26 So understood, I am of the opinion that the Applicant’s discontinuance of the proceedings was a reasonable response to what had emerged in the Council’s case belatedly (in respect of the fauna that had been identified in the development application supporting expert materials) and somewhat obscurely (in respect of the Wallum sedge frog) as the preliminary question concerning the need for an SIS to support the Applicant’s development application, particularly in the context of the parties’ voluntary entering into discussions and negotiations concerning the future planning and development of the Applicant’s extensive land holdings in Kingscliff (including the land the subject of the pending appeal raised by these proceedings). In short, the Council could, and should, have raised the issue concerning the need for an SIS much earlier in the proceedings, detached from and untrammelled by, the multitudinous planning issues it had raised in its Statement of Issues. Moreover, as the litigation history I have summarised clearly reveals, the raising by the Council of the preliminary question immediately suspended all questions concerning the merits of the appeal and in this respect, and importantly in relation to the decided cases, at the time the proceedings were discontinued there was no substitute hearing date allocated for the hearing of the appeal on its merits. In any event, a merits hearing was indeed problematic in view of the Council’s preliminary question.

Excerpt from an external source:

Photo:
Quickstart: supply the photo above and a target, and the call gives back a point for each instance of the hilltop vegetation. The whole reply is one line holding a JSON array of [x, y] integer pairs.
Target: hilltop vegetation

27 For all the foregoing reasons, in my opinion the Applicant’s discontinuance of the proceedings was a reasonable and justified response to what was (and perhaps more relevantly was not) happening in the litigation particularly in the immediate context of the parties’ discussing the larger questions (subsuming the questions raised by the pending appeal) of the future planning and development of the Applicant’s land holdings at Kingscliff. The discontinuance did not create a circumstance where it was fair and reasonable to make a costs order against the discontinuing party in accordance with the available power conferred by Pt 11 r 5.
28 Ultimately, I have concluded that conformably to Pt 16 r 4 there should be no order as to costs in the discontinued proceedings, because the litigation history and the parties’ conduct in it do not justify the conclusion that it is fair and reasonable to make a costs order against either party.
29 Accordingly, I order that each party’s Notice of Motion claiming costs against each other be dismissed with no order as to costs. The exhibits are to be returned.